Потом он увидел, что за проволокой ходят люди в полосатом.

Он остановил колонну на обочине, взял с собой двоих и пошёл туда, и это заняло у него сорок минут.

После этих сорока минут он вернулся к машинам, сел на гусеницу и минут пять ничего не говорил.

Потом он сказал начальнику штаба:

— Батальон вперёд не двигать. Я в бригаду доложу.

Про то, что он там видел, Родин за всю жизнь рассказал два раза.

Первый — в июле сорок четвёртого, в донесении, где он написал шесть строк служебным языком и где ни одно слово не соответствовало.

Второй — в пятьдесят восьмом, в Крыму, ночью, и рассказал он тогда не про бараки — про одно помещение, куда его завели и где на полу лежала обувь.

Здесь надо сказать только то, что относится к делу.

Лагерь работал три года.

К моменту, когда туда вошли наши, немцы вывезли основную часть заключённых пешими колоннами и успели уничтожить часть построек и часть документов, но не успели уничтожить главного, потому что уходили быстро и потому что уничтожать это долго.

Всё осталось стоять.

Оно и стало первым, что советские и союзные корреспонденты показали миру, и в августе об этом писали все газеты, и Родин потом читал эти статьи и находил в них ровно ту же беспомощность, какая была в его шести строках.

Он пробыл там сорок минут в первый день.

Он вернулся туда двадцать пятого июля, во второй раз, и вернулся не по службе.

Он поехал туда с Ковальчуком.

Идея была Родина, и он потом не мог решить, правильно ли поступил.

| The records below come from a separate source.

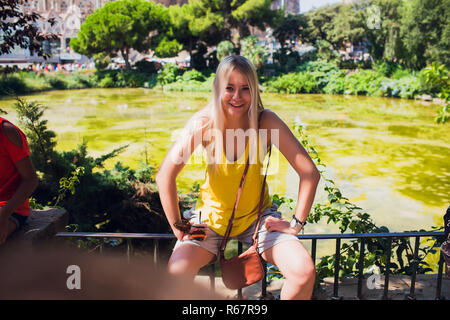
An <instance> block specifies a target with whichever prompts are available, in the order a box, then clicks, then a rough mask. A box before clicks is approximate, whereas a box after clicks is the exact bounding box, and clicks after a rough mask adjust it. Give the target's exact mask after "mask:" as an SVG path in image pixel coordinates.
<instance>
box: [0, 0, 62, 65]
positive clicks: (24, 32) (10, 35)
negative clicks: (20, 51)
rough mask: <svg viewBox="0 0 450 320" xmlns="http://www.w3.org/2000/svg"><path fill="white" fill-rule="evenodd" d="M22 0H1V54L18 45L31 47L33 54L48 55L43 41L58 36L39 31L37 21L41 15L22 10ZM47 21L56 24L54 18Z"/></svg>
mask: <svg viewBox="0 0 450 320" xmlns="http://www.w3.org/2000/svg"><path fill="white" fill-rule="evenodd" d="M21 2H22V1H20V0H1V1H0V30H1V33H0V38H1V39H2V41H1V42H0V54H8V53H11V51H12V50H13V49H14V47H16V46H18V47H20V48H23V49H29V50H30V53H31V54H34V53H36V54H37V55H38V56H44V57H47V56H48V55H47V54H45V53H44V50H43V48H42V45H41V43H42V42H43V41H45V40H55V39H57V36H56V35H55V34H51V33H42V32H40V31H39V29H38V26H37V25H36V21H38V20H39V19H41V16H40V15H39V14H37V13H35V12H32V13H30V14H27V13H23V12H22V11H21V10H20V6H21ZM47 23H49V24H50V25H52V26H53V25H54V24H55V20H54V19H48V20H47Z"/></svg>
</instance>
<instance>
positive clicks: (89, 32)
mask: <svg viewBox="0 0 450 320" xmlns="http://www.w3.org/2000/svg"><path fill="white" fill-rule="evenodd" d="M168 21H170V19H169V18H168V11H167V9H166V8H164V7H163V6H162V5H160V4H158V5H155V4H154V3H153V2H151V1H144V0H131V1H126V0H119V1H113V2H108V3H106V4H105V5H104V6H103V7H101V8H99V9H97V10H95V11H94V12H93V13H92V14H91V15H89V16H88V17H87V18H86V20H85V21H84V22H83V24H82V25H81V27H80V31H79V32H78V35H77V37H76V38H73V39H71V41H70V46H71V47H72V48H73V49H74V50H75V51H76V52H78V53H81V54H84V55H87V56H92V55H94V54H103V55H109V56H114V55H116V54H117V53H121V55H122V57H123V58H124V60H125V65H126V69H130V68H131V67H130V64H129V50H130V49H131V48H133V49H135V50H136V51H139V52H145V51H147V50H148V49H151V48H152V49H155V48H157V47H158V45H159V44H160V42H161V41H163V40H164V41H166V40H165V39H166V38H165V34H166V33H167V32H170V25H169V24H168ZM152 31H158V32H154V33H153V34H154V35H152V36H149V34H150V33H151V32H152ZM165 44H166V45H165V46H162V47H160V48H158V50H159V51H161V52H164V53H165V54H166V53H168V51H167V47H170V53H171V54H173V51H172V49H173V48H174V47H173V43H172V42H170V41H169V42H165ZM169 44H170V45H169ZM163 48H164V50H163Z"/></svg>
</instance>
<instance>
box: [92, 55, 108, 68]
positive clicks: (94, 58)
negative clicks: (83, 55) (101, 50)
mask: <svg viewBox="0 0 450 320" xmlns="http://www.w3.org/2000/svg"><path fill="white" fill-rule="evenodd" d="M93 56H94V63H95V69H97V70H99V71H100V70H105V69H106V68H107V67H108V66H109V64H110V63H111V58H110V57H109V55H108V54H107V53H106V52H99V53H96V54H94V55H93Z"/></svg>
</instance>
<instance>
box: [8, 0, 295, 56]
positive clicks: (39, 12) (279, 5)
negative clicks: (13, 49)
mask: <svg viewBox="0 0 450 320" xmlns="http://www.w3.org/2000/svg"><path fill="white" fill-rule="evenodd" d="M109 1H113V0H28V1H23V4H22V10H23V11H24V12H25V13H31V12H36V13H38V14H39V15H40V16H41V17H42V19H41V20H39V21H38V22H37V23H38V25H39V28H40V30H41V31H42V32H44V33H53V34H56V35H58V39H57V40H54V41H45V42H44V43H43V49H44V51H45V53H48V54H51V55H52V56H51V58H48V59H47V60H46V62H48V63H61V64H64V63H73V62H77V63H85V62H87V61H88V60H89V59H88V58H87V57H84V56H82V55H80V54H78V53H76V52H74V51H73V50H72V49H71V48H70V39H71V38H74V37H76V36H77V33H78V31H79V30H80V26H81V24H82V23H83V21H84V20H85V19H86V17H87V16H88V15H90V14H91V13H93V12H94V10H95V9H97V8H100V7H102V6H104V5H105V3H107V2H109ZM153 2H155V3H161V4H163V5H165V6H170V5H183V4H185V3H188V0H153ZM283 7H285V8H286V12H290V13H293V14H299V13H300V0H275V1H273V3H272V9H280V8H283ZM50 18H53V19H54V20H55V22H56V23H55V24H54V25H53V26H51V25H50V24H48V23H47V22H46V21H47V20H48V19H50ZM252 33H253V32H252ZM0 36H1V34H0ZM43 61H44V59H43V58H42V57H38V56H36V55H34V56H33V55H30V52H29V51H28V50H26V49H21V48H15V49H14V50H13V51H12V52H11V53H10V54H7V55H0V64H2V63H3V64H20V63H25V64H26V63H35V62H43Z"/></svg>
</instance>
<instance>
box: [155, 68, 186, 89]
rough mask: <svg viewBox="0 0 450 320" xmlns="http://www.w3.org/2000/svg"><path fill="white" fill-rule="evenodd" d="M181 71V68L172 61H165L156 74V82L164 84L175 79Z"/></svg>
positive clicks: (177, 76) (176, 77)
mask: <svg viewBox="0 0 450 320" xmlns="http://www.w3.org/2000/svg"><path fill="white" fill-rule="evenodd" d="M182 73H183V70H182V69H180V68H178V67H177V66H176V65H174V64H172V63H167V64H165V65H164V66H163V68H162V69H161V72H160V73H159V74H158V84H160V85H166V84H169V83H172V82H175V81H176V80H177V77H178V76H179V75H181V74H182Z"/></svg>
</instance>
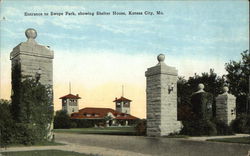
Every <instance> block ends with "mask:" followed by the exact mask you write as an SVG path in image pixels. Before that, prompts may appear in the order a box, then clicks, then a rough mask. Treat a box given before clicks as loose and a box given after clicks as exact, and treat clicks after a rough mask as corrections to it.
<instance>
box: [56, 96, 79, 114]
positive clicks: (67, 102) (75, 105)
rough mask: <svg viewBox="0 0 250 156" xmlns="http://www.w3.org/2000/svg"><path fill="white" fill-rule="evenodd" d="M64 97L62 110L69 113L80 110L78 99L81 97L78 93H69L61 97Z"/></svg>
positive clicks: (62, 101) (77, 111)
mask: <svg viewBox="0 0 250 156" xmlns="http://www.w3.org/2000/svg"><path fill="white" fill-rule="evenodd" d="M59 99H62V110H63V111H66V112H67V114H68V115H71V114H72V113H74V112H78V111H79V105H78V99H81V97H79V95H78V94H76V95H73V94H71V93H70V94H68V95H65V96H62V97H60V98H59Z"/></svg>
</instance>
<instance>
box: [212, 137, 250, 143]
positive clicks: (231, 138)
mask: <svg viewBox="0 0 250 156" xmlns="http://www.w3.org/2000/svg"><path fill="white" fill-rule="evenodd" d="M207 141H215V142H228V143H241V144H250V137H237V138H221V139H208V140H207Z"/></svg>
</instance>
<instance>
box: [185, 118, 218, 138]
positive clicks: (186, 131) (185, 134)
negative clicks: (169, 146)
mask: <svg viewBox="0 0 250 156" xmlns="http://www.w3.org/2000/svg"><path fill="white" fill-rule="evenodd" d="M182 124H183V128H182V129H181V131H180V134H183V135H191V136H201V135H216V134H217V131H216V125H215V124H214V123H212V122H211V121H209V120H193V121H183V122H182Z"/></svg>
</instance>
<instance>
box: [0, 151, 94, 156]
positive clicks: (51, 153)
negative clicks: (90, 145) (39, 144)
mask: <svg viewBox="0 0 250 156" xmlns="http://www.w3.org/2000/svg"><path fill="white" fill-rule="evenodd" d="M2 156H97V155H91V154H90V155H89V154H81V153H76V152H68V151H60V150H37V151H20V152H3V153H2Z"/></svg>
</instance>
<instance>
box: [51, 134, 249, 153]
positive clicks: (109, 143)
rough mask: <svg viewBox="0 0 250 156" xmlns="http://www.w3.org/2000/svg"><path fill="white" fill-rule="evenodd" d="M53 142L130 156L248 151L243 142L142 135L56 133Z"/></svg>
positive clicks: (246, 145) (233, 152) (246, 147)
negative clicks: (86, 146) (101, 147)
mask: <svg viewBox="0 0 250 156" xmlns="http://www.w3.org/2000/svg"><path fill="white" fill-rule="evenodd" d="M56 141H58V142H64V143H72V144H75V145H83V146H94V147H103V148H105V149H114V150H121V151H130V152H133V153H131V155H130V156H133V155H135V156H137V155H141V154H144V155H154V156H161V155H162V156H247V153H248V151H249V150H250V145H245V144H235V143H234V144H232V143H218V142H206V141H197V140H190V139H177V138H150V137H142V136H117V135H91V134H84V135H79V134H68V133H56ZM125 155H126V154H125Z"/></svg>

Ковальчук третий месяц ждал ответа из Чрезвычайной комиссии на запрос, зарегистрированный под номером, который он нацарапал гвоздём на крышке коробки.

За три месяца пришла одна бумага, и в ней было, что сведений не имеется.

А здесь были документы.

Родин узнал об этом двадцать четвёртого, от особистов, работавших в лагере: часть картотеки немцы уничтожить не успели, часть вывезли, часть сгорела не полностью.

Уцелевшее собирали и разбирали, и разбирали его люди, знавшие, что искать.

Он доложил в бригаду и отпросил Ковальчука на сутки.

Они приехали утром двадцать пятого.

Ковальчук вылез из машины и остановился.

Он стоял и смотрел на бараки, на проволоку, на вышки, на всё это, стоящее рядами до горизонта, и стоял он так, наверное, минуты три.

Потом он спросил у Родина одно:

— Тут сколько было?

Родин назвал цифру, которую слышал накануне, — приблизительную, потому что точной тогда не знал никто.

Ковальчук выслушал и ничего не сказал.

С картотекой работали в одноэтажном кирпичном строении у ворот, и работали там человек десять: двое военных, остальные штатские, из поляков, и переводчик.

Старший — капитан лет сорока, в очках, с усталым и очень вежливым лицом — выслушал Родина и объяснил, как обстоит дело.

Обстояло оно так.

Картотека была не одна.

Немцы вели учёт по нескольким системам, и часть систем относилась к тем, кто числился заключённым, а часть — к тем, кто прошёл через лагерь транзитом, и вторых учитывали хуже.

Уцелело, по прикидке, от трети до половины.

Из уцелевшего разобрано на сегодняшний день около шести процентов.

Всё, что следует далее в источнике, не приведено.